A manufacturing firm with several offices across the country was concerned about the increasing number of cyber-attacks. They had not conducted a cybersecurity assessment for a long time and wanted to allocate a budget for cybersecurity measures. Therefore, they sought to evaluate their current level of implemented controls and identify new controls needed to mitigate risks. They approached Cybernetic GI to perform a comprehensive IT audit of their infrastructure.

Solution:

  • Initial Consultation: Cybernetic Global Intelligence initiated the project with a kick-off meeting with all stakeholders. In that meeting, CGI experts explained the importance of IT audit and discussed the audit plan.
  • Requested prerequisites: In the kick-off meeting, CGI cyber experts shared the list of documentation required before the start of the audit like network diagram, policies, and procedures.
  • Confirmed the scope: During the kick-off meeting, our experts also confirmed the scope of the audit which was documented in the proposal.
  • Audit Plan: CGI experts discussed the audit plan and got the confirmation about the audit dates and execution approaches.

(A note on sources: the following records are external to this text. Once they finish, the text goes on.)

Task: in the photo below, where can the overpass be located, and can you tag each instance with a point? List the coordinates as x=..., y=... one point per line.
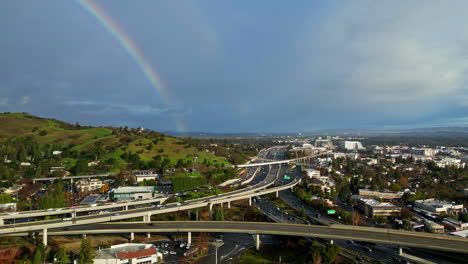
x=71, y=177
x=277, y=162
x=145, y=212
x=375, y=235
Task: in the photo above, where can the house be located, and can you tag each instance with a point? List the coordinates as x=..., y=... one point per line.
x=89, y=185
x=372, y=208
x=128, y=253
x=145, y=175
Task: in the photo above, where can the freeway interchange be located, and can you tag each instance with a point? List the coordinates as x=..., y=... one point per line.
x=261, y=179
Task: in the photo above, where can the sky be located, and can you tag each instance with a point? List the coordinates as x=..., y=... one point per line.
x=237, y=66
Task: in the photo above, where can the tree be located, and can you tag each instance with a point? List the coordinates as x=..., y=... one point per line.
x=61, y=256
x=218, y=214
x=85, y=255
x=39, y=255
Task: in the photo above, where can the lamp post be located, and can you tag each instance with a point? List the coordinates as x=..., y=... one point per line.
x=217, y=243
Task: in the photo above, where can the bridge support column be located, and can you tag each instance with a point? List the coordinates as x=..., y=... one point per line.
x=257, y=241
x=44, y=236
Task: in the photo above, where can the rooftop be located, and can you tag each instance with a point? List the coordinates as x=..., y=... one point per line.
x=126, y=251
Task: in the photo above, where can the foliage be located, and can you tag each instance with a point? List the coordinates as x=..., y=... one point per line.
x=61, y=256
x=85, y=254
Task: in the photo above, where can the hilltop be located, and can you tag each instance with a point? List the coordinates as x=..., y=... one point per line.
x=115, y=147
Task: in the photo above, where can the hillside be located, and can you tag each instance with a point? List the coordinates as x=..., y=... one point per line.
x=109, y=145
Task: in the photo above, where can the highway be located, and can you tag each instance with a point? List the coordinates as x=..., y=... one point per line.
x=369, y=234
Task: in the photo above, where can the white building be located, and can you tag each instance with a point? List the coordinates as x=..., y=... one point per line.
x=351, y=145
x=145, y=175
x=311, y=173
x=428, y=152
x=445, y=162
x=129, y=253
x=438, y=206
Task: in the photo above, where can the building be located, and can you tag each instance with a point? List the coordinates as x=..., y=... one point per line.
x=89, y=185
x=428, y=152
x=382, y=195
x=351, y=145
x=132, y=193
x=372, y=208
x=129, y=253
x=311, y=173
x=454, y=225
x=324, y=143
x=445, y=162
x=433, y=226
x=145, y=175
x=438, y=206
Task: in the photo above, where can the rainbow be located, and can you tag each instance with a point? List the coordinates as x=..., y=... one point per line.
x=133, y=51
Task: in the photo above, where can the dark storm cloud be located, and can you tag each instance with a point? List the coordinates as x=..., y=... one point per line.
x=232, y=66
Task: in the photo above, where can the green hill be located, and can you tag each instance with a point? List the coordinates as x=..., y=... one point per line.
x=115, y=147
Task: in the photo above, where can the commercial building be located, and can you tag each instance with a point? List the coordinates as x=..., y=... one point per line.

  • Offsite documentation review: After receiving the prerequisites, our team reviewed the documentation and prepared the audit points.

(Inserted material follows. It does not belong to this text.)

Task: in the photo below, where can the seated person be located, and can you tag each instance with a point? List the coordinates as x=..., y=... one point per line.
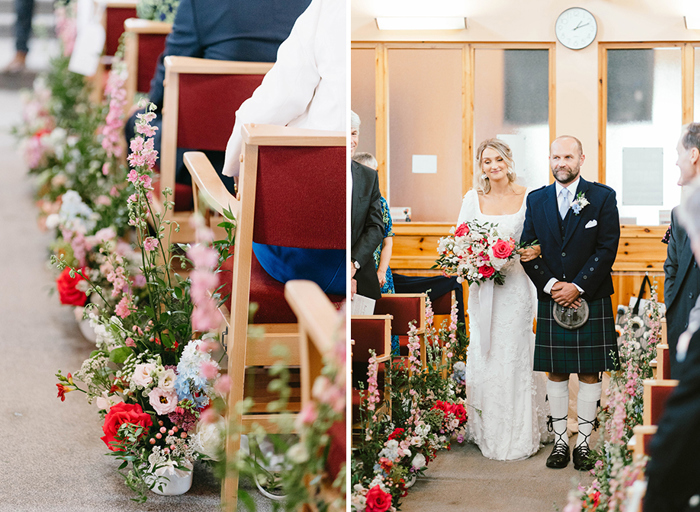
x=213, y=29
x=305, y=88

  • Onsite audit: Onsite audit was conducted as per the schedule. During this audit our team checked all security processes, data center and all branches. IT team was interviewed to understand various processes being followed and not being followed.

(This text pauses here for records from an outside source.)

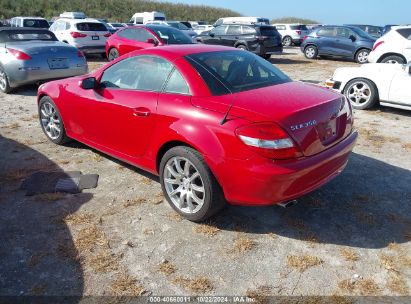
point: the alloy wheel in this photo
(359, 93)
(363, 57)
(50, 120)
(184, 185)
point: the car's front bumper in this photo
(268, 182)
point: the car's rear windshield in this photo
(268, 31)
(33, 36)
(300, 27)
(91, 27)
(171, 36)
(406, 33)
(235, 71)
(39, 23)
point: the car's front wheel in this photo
(362, 56)
(189, 185)
(51, 122)
(4, 82)
(311, 52)
(113, 54)
(361, 93)
(393, 59)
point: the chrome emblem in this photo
(304, 125)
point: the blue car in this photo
(338, 41)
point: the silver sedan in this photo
(35, 55)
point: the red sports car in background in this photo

  • Remote Assessment: Internal and external VAPT, Web Application PT were performed remotely.
  • Comprehensive Reporting: Detailed reports for onsite IT audit and various assessment activities were prepared and delivered to the client. The report provided thorough recommendations for fixing identified issues.
  • Project Closure: The project was concluded after a final review and sign-off by the senior management.